In just a few short days I will be attending my very first Edcamp! I have been lucky to have had the opportunity to participate as a lifelong learner and presenter in some great professional development activities over the years ranging from one-on-one to global connections, face to face to webinars, real time to asychronous. Free and cheap global conference rooms like Google hangouts, twitter and other social networks are changing the face of professional development, moving us from presentations to conversations.
Edcamps are part of that movement. The role of presenter has changed to one of facilitator as you can see by two of these Edcamp 101 Guidelines shared by Damian Bariexca one of Edcampnj’s primary organizers.
- You Are Not The Expert - And that's okay! The point of this experience is not to be another "sit and git" PD experience. It is an opportunity for educators to come together, discuss, ask questions, brainstorm, and problem solve. Your role is not necessarily to have all the answers, but rather to facilitate discussion. The idea is to draw upon the collective wisdom of the group as much as possible.

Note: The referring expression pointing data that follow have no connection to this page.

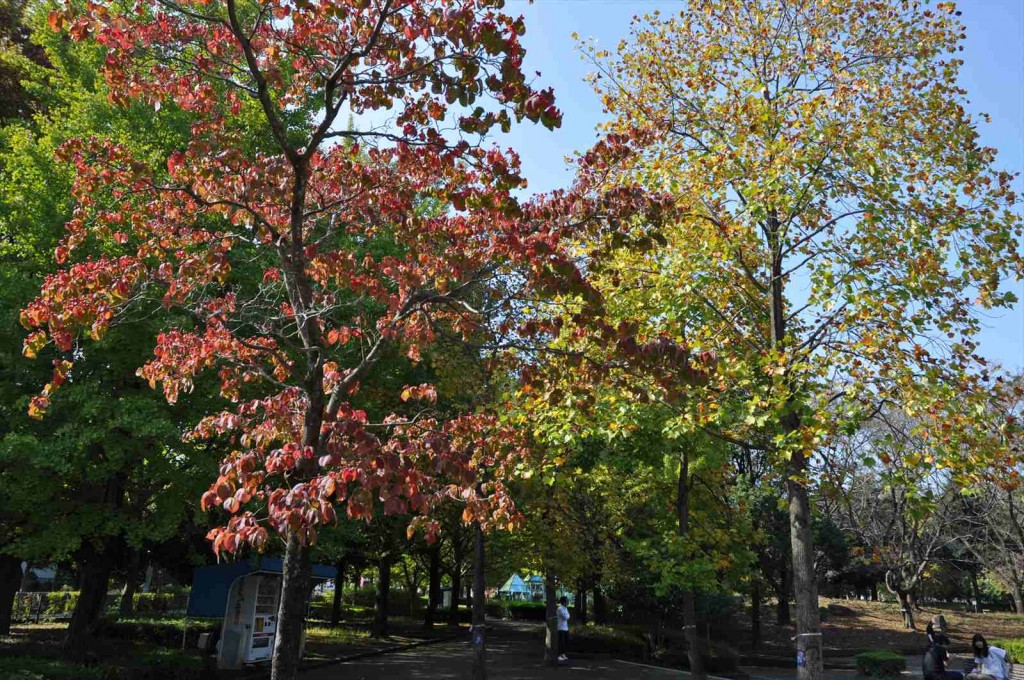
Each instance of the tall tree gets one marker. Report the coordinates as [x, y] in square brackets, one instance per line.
[837, 218]
[109, 471]
[260, 185]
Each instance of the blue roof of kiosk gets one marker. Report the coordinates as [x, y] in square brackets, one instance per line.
[211, 584]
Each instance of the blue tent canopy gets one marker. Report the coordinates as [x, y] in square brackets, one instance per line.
[211, 584]
[514, 586]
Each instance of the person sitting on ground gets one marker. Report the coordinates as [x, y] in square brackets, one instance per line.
[934, 665]
[563, 628]
[989, 662]
[935, 637]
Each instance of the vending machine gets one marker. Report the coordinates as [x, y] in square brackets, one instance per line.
[251, 624]
[264, 624]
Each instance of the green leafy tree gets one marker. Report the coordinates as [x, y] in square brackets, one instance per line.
[836, 221]
[109, 473]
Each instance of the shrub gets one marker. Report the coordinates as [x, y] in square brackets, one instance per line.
[619, 642]
[1014, 647]
[162, 632]
[36, 668]
[881, 664]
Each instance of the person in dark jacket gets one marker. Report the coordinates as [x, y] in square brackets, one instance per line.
[935, 637]
[934, 666]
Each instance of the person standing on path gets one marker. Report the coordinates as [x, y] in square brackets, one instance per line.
[563, 628]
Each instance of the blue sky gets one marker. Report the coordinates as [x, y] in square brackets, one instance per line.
[993, 76]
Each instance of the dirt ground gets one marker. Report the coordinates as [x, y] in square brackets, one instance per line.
[855, 626]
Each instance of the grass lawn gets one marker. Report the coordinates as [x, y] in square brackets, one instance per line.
[855, 626]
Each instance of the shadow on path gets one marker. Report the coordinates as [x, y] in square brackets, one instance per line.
[511, 655]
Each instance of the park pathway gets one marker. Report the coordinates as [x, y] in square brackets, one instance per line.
[510, 656]
[514, 654]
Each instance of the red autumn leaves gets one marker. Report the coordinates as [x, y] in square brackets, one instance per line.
[273, 190]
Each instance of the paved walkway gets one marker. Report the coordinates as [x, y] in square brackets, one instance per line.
[514, 655]
[508, 659]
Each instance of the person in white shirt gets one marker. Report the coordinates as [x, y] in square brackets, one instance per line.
[563, 628]
[989, 662]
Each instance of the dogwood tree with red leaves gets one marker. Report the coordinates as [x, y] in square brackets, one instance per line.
[273, 182]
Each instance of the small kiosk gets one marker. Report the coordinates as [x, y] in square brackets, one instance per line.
[247, 594]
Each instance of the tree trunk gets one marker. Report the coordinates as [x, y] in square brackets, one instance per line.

- Talk About What You Know - As a facilitator, you may wish to bring in 2-3 central questions of overarching importance to your topic. You may also wish to share personal success (and failure) stories with the group, and elicit similar stories from them.
The Questions are Key!
Just like in the classroom, in order to have a high quality conversation, you need to ask the right questions. In the book Academic Conversations by Jeff Zwiers and Marie Crawford, there are lots of great ways to use classroom conversations to foster critical thinking. As the authors state, “When two or more people converse, their ideas mix and interact to create new knowledge.” Conversations help students (and here we are all students) to develop their own thoughts and create a synergy of learning.
So what should those questions be?
According to the authors, there are 5 Core Skills of Academic Conversations:
· Elaborate and clarify- What do you mean by…? Can you tell me more about….?
I wonder if….? How does that connect to….?
· Support ideas with examples: Can you give us an example from the classroom? Example from the real world? Example from your life?
· Build on and/or challenge a person’s ideas – What might be other points of view? Do you agree?
· Paraphrase – What do we know so far? What is your opinion on what has been said?
· Synthesize conversation points- What main points can we share? What key idea can we take away?
Armed with these questions, I am all set to share my experiences of using online conversations to foster critical thinking. Do you have other techniques, questions or suggestions to get the conversation started and keep it going?
Zwiers, J., and M. Crawford. 2011. Academic Conversations-Classroom Talk that Fosters Critical Thinking and Content Understandings. Maine: Stenhouse Publishers.